Il formicaio

Come ben ricorderanno gli amici di Kubrick, nel suo bellissimo film, “Orizzonti di gloria”, il soggetto della pellicola è appunto un formicaio, un nido di mitragliatrici ed uomini (tedeschi), che si oppongono ai ripetuti attacchi dalle trincee dei soldati francesi.
Il film, come ricorderete, è un meraviglioso inno alla pace, e, per certi versi, un inno alla pace dovrebbe essere un ospedale, un luogo in cui si ricoverano i malati, si curano e si accudiscono nel migliore dei modi.
Sono stato ricoverato per un certo periodo nell’anno 2019 nell’ospedale civile di Siena, e devo dire che, oltre ad alcuni aspetti positivi, ne ho riscontrati alcuni, in egual misura, negativi.
A parte la pulizia, che era tutto sommato diffusa e ben curata, quello che mi ha colpito è stato il comportamento delle infermiere e delle inservienti, che, a parte il consueto, continuo chiacchiericcio, manifestavano un certo atteggiamento, quasi familiare, verso i pazienti, quindi simpatico.

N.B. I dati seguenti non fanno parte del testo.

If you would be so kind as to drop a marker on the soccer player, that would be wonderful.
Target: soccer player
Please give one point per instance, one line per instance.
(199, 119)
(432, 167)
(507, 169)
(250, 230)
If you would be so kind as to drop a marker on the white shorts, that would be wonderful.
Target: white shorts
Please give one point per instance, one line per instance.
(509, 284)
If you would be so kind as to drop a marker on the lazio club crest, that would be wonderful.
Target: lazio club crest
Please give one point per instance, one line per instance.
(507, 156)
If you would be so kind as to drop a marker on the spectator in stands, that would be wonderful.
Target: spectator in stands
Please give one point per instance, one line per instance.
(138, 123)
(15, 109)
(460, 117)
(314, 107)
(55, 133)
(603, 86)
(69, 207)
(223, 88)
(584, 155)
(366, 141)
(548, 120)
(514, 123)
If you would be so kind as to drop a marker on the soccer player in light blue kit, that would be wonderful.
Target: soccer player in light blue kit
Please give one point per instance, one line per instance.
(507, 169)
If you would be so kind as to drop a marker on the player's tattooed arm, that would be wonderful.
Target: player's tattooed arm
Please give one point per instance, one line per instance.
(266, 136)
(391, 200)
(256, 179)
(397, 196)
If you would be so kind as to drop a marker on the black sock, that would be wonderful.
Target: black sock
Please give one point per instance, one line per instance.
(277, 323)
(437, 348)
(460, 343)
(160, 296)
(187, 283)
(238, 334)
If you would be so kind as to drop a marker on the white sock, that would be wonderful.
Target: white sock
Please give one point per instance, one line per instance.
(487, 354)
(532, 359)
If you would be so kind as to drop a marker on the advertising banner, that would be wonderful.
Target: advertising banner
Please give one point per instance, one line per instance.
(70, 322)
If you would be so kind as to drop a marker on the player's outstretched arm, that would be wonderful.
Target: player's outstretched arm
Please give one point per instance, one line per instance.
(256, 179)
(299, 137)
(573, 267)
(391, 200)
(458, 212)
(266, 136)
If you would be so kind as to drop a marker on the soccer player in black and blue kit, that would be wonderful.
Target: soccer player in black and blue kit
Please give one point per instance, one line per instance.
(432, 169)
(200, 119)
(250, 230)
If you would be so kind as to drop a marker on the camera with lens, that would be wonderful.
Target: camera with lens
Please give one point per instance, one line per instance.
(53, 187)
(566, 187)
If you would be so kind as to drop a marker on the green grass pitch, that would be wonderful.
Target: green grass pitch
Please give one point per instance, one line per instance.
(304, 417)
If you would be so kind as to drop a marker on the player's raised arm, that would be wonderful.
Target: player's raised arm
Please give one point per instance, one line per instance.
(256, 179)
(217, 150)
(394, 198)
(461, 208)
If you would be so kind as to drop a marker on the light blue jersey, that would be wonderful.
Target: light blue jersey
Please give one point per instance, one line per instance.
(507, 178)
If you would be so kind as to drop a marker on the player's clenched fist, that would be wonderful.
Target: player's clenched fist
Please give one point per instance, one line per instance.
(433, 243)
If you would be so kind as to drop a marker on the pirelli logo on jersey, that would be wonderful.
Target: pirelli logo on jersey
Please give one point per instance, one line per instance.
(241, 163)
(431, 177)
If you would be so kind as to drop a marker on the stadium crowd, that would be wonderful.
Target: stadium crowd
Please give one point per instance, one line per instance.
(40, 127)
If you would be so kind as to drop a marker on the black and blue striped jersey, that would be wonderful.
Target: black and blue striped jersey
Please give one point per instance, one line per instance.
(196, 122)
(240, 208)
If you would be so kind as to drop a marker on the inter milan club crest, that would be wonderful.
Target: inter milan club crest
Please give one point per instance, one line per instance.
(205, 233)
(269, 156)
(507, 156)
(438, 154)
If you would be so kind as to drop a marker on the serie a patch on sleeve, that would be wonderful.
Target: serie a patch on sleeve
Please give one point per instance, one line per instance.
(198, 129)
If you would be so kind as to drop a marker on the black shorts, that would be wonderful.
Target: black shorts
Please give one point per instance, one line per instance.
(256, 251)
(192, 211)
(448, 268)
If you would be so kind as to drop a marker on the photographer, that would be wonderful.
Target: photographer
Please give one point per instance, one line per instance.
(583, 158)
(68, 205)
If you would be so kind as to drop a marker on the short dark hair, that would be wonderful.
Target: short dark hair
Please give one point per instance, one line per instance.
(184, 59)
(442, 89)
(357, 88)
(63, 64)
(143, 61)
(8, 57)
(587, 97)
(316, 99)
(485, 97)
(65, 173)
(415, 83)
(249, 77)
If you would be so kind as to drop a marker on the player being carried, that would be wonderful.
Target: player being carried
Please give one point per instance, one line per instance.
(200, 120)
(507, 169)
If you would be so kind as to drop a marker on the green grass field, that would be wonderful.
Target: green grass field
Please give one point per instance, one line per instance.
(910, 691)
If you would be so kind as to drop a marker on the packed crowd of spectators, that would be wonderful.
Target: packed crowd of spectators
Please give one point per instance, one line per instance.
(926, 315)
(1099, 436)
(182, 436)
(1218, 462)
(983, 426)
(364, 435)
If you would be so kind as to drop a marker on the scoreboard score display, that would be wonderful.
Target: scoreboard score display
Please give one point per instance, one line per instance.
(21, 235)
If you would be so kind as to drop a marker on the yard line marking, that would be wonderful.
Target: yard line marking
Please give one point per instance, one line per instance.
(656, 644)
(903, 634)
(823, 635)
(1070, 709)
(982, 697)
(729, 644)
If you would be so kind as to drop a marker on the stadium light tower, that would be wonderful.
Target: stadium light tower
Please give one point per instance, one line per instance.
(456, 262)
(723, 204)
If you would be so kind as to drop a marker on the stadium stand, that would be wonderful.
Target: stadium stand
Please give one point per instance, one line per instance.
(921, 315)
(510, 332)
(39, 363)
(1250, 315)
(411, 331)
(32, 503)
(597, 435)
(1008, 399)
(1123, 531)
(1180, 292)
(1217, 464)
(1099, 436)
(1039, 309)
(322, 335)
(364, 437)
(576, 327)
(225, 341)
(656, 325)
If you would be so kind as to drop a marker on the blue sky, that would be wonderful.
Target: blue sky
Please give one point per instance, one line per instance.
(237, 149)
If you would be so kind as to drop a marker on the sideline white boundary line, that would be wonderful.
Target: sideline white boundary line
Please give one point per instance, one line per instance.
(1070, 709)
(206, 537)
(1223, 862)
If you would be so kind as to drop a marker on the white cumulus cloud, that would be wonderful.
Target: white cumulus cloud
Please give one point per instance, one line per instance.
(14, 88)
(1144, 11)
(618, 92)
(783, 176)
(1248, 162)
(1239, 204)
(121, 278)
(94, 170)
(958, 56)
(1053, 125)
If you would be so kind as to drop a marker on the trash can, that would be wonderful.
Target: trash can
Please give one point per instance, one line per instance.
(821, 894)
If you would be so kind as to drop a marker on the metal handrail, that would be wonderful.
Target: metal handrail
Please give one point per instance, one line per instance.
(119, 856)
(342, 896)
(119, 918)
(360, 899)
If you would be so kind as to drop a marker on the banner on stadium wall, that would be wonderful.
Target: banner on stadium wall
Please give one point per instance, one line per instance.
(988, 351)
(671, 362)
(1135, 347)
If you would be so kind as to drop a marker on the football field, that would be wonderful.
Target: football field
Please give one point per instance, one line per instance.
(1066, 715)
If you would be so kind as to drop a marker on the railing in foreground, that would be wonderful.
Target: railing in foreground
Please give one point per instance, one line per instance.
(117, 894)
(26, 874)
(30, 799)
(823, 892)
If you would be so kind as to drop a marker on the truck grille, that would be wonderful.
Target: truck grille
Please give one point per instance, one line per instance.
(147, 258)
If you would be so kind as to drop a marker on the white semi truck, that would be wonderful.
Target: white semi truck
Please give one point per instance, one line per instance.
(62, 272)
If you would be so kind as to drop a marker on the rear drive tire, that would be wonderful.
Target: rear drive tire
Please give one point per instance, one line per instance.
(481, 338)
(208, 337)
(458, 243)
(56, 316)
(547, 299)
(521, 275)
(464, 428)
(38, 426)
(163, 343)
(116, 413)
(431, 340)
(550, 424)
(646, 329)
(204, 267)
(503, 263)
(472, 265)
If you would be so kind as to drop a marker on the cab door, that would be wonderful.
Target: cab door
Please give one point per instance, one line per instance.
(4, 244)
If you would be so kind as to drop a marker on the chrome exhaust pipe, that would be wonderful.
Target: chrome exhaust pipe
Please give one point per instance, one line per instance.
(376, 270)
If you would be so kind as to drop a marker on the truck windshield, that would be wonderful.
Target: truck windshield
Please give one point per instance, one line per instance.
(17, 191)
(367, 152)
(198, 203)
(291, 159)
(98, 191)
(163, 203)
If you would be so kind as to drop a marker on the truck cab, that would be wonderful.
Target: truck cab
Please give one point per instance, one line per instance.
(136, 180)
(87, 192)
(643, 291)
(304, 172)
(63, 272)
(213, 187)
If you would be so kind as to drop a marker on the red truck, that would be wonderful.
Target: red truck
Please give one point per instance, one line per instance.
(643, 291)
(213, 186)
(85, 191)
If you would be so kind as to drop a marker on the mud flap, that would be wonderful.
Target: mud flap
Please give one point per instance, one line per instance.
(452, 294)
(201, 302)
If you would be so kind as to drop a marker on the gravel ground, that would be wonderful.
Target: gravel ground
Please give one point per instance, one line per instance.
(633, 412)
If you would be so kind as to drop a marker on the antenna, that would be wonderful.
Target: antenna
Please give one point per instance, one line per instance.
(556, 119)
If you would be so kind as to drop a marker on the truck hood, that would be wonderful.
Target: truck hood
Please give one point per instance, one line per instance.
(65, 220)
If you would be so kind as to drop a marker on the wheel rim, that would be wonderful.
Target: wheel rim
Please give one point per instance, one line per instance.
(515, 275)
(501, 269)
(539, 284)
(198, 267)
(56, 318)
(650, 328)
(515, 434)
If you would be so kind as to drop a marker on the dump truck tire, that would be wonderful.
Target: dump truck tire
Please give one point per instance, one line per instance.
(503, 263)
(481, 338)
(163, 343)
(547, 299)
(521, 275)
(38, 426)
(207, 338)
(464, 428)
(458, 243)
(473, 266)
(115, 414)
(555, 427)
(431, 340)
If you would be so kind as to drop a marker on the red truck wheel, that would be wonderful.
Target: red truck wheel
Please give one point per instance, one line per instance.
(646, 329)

Quello che invece mi ha colpito negativamente, a me, reduce dalle cliniche svizzere, è stato il fatto che mancava una certa organizzazione di lavoro, cioè tu chiedevi un bicchier d’acqua e arrivavano in quattro; avevi bisogno di essere sollevato o spostato sul fianco dopo l’intervento operatorio, e c’era a disposizione una persona invece di tre o quattro, come sarebbe stato necessario.
Molto cuore, ma poca disciplina.
Certe volte sembrava, durante i lunghi pomeriggi di veglia, che tutto il luogo fosse un distributore automatico di salari più che un centro efficiente, come se bisognasse distribuire 1000 Euro a testa per soddisfare tutti (tutte) piuttosto che rispondere ai bisogni di un’efficienza ospedaliera o clinica, che a me sembra essere un dovere assoluto.
La cosa che mi ha fatto più sorridere è stata la vicenda del mio vicino di stanza, il signor P., il quale era un signore senese e sembrava conoscere molto bene il funzionamento dell’ospedale, anche perché, fra l’altro, ci abitava molto vicino.
Doveva operarsi il giorno seguente e mi raccontò che il suo chirurgo, colui che l’aveva operato la prima volta, gli aveva assicurato che si trattava di un veloce intervento di routine, di circa un’ora.
Era lì tutto tranquillo, spiritoso e ci raccontavamo aneddoti ospedalieri con una certa simpatia.
Tale suo atteggiamento mutò radicalmente quando, verso sera, il chirurgo che doveva operarlo il giorno dopo, alle 7 di mattina, gli spiegò la procedura dell’operazione, da cui risultava che la durata della stessa poteva essere anche di 5 o 6 ore.
Ciò detto, il medico se ne andò.
A questo punto, il signor P., bianco in volto, mi disse che gli avevano mentito spudoratamente e che di quello che gli era stato detto poc’anzi lui non era mai stato informato ed erano passati molti mesi dal primo intervento, che sembrava non aver avuto il successo sperato.
Io gli replicai dicendo che anche a me era successo di aver subito un ritardo enorme rispetto al previsto per il secondo intervento, quello di ricanalizzazione, e che a quel punto non si poteva far altro che aspettare, soffrire e sperare.
Tutta la gaiezza del mio vicino se ne era andata e lo sentì borbottare tutta la notte.
Come sapete, le notti passate in ospedale non sono fra le più allegre, quindi io ebbi un sonno un po’ disturbato.
Comunque verso le 6.30 di mattina mi svegliai e vidi un’ombra che percorreva la stanza con un borsone in mano.
Era il signor P., il quale, dal momento che ero sveglio, mi disse francamente che lui non se la sentiva di esser sottoposto all’intervento chirurgico.
Quindi lui stava tagliando la corda: non gli sembrava giusto che i medici non lo avessero informato, a tempo debito, della lunghezza dell’intervento stesso.
Ciò detto, riempì il suo borsone, mi salutò educatamente e a gambe levate se ne andò, senza farsene accorgere dalle infermiere.
Alle 7 arrivò la squadra d’intervento, vide il letto vuoto e mi chiese dove fosse il signor P., io risposi che era scappato mezz’ora prima e non sapevo dove fosse, visto, fra l’altro, che dovevo pensare ai punti miei.
Ecco, questo è un esempio di quel tipo di disciplina, di ordine ospedaliero, che manca in Italia.
Questo sicuramente in Svizzera non sarebbe stato possibile, poiché ogni domanda del paziente avrebbe ricevuto una risposta logica e di buon senso.
Così è la vita: speriamo che dopo la terribile batosta del Coronavirus, qualcosa cambi (in meglio).